Councillors were warned by officers if they refused the offer, the authority could face having to find the money itself for any one of its 20 vehicles in its 13-year-old fleet, should one break down.
Cllr Mike Priestley said he was disappointed with the Welsh Government.
“So what’s disappointed me, if I have got this correct, is wouldn’t it be great if Welsh Government found money and gave it to Conwy to help assist with our revenue budget when things are really, really tight, so if they found that money, I would have liked to have received that, put it in our balances in our reserves,” he said.
“I will support this because it is the right thing to do, and we will save on fuel costs; we will reduce carbon (emissions) and taxing the vehicles, but I am disappointed that this government has found some money that basically I would have liked to put towards social services, education, and social care instead of…. We are being bounced. I think the money could have been better used in Conwy.”
Cllr Gareth Jones was nervous that the authority hadn’t had time to properly scrutinise the offer. “I fully understand the excitement of being offered a huge grant like this,” he said.
“I understand the need to clean up our fleet, and I understand the need to actually replace ageing vehicles.

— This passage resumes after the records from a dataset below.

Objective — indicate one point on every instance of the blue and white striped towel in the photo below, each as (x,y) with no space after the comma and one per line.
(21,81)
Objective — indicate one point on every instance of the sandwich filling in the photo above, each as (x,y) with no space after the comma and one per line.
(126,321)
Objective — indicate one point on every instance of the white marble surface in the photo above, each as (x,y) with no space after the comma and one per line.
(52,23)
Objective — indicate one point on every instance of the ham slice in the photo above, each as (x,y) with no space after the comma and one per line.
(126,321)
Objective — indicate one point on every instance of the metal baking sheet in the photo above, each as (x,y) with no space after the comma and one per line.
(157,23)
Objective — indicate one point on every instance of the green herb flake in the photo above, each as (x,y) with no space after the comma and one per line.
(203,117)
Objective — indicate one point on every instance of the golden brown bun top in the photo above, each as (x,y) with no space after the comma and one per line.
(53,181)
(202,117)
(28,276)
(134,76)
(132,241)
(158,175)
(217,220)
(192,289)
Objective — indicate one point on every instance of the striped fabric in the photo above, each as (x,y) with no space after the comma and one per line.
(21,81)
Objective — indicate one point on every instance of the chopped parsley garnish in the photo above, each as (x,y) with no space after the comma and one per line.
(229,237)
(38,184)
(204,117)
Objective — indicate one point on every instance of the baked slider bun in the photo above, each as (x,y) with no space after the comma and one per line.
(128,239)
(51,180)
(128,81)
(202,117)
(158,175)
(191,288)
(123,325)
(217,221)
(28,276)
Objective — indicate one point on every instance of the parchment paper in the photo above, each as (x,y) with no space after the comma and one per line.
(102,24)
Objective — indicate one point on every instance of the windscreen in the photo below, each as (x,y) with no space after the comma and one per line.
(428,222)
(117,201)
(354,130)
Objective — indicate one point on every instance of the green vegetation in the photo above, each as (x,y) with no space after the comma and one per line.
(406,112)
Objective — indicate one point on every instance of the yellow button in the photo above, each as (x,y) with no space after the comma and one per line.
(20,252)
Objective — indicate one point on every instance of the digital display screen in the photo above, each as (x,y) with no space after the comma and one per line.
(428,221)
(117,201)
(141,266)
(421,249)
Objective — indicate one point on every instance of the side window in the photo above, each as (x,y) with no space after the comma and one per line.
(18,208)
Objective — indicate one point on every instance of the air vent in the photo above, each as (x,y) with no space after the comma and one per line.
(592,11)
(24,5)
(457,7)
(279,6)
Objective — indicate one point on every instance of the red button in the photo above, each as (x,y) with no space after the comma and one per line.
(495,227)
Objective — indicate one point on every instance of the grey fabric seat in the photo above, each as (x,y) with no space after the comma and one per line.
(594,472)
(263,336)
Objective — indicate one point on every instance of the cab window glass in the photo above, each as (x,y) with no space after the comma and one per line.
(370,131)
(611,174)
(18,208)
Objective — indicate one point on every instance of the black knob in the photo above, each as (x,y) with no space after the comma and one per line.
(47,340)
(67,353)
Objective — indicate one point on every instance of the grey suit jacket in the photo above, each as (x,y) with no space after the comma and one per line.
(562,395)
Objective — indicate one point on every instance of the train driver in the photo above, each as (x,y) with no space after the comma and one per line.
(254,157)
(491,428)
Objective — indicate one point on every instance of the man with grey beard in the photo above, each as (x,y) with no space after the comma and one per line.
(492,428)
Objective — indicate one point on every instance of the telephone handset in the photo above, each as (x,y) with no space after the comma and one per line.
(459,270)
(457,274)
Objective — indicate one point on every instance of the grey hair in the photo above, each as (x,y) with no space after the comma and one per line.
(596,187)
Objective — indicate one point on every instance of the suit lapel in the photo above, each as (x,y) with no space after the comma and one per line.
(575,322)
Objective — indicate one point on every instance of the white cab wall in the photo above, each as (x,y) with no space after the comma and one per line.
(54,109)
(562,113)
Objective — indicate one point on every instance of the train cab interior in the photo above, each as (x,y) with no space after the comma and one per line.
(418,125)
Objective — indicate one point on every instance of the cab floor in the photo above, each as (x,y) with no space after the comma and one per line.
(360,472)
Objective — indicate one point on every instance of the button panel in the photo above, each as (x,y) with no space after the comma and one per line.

“But I do feel really uncomfortable that we are actually being bounced into spending a significant amount of money in a really rushed and unplanned way. Because in my experience, the more rushed and short-term decisions we make the more chance we’ve actually got of making some bad decisions.”
He added: “From the information provided, I really don’t know whether this is a good or bad decision. I think it’s a good decision in the short term. I don’t know how it pans out for a five or ten-year period, as I certainly hope it doesn’t actually end up costing us jobs in other departments in the long run.”
Cllr Harry Saville said: “It is concerning that we are taking a decision like this short notice without any previous consideration by scrutiny committee or even cabinet.”
Cllr Anne McCaffrey said: “Obviously this year, with a £25m shortfall facing us in terms of balancing our budget for next year, we need to proceed with caution. I do understand the reverse argument that says we need to embrace this new technology and cost avoidance.”
She added: “It does feel like we’re putting the cart before the horse. We’ve got big decisions to make on 29 February. And the more decisions we make ahead of that is going to have implications on how many teachers we lose, how many things we stop doing, so we do need to make the right decisions at the right place (time).”
Councillors blame the ‘outdated and unfair’ Welsh Government funding formula for Conwy’s 2% local government settlement rise, this comparing to the Welsh average increase of 3.1%.
Schools could again see another budget cut of 5% or higher whilst Conwy is struggling to pay a social service bill for one of the oldest populations in the UK.
Cuts are proposed across the board with libraries, public toilets, and garden waste collection services all likely to be affected – and much more.
Consequently, the council has modelled for a council tax rise of 8%, 9%,10%, and 11%, with the final sum set to be agreed on February 29 as the authority faces a £25m black hole.
Leader Cllr Charlie McCoubrey said the £1.575m grant would be used to buy some electric vehicles but the council needed to have both traditional diesel and electric vehicles to serve the recycling needs of the county.
“We have a commitment to our carbon reduction,” he said.
“There is a place for electric vehicles, but we need to recognise in a rural area with our topography and the distances involved and the lack of charging infrastructure that it’s not something we are going to get to overnight, and we have to maintain those service levels.”
Officers warned councillors it was a take-it-or-leave-it grant offer, and Cllr Nigel Smith said the council needed to take the money or face paying for the vehicles themselves when a van broke down.
Cllr Chris Hughes proposed councillors voted in favour of accepting the grant. This was seconded by Cllr McCoubrey, and councillors voted in favour of accepting the grant.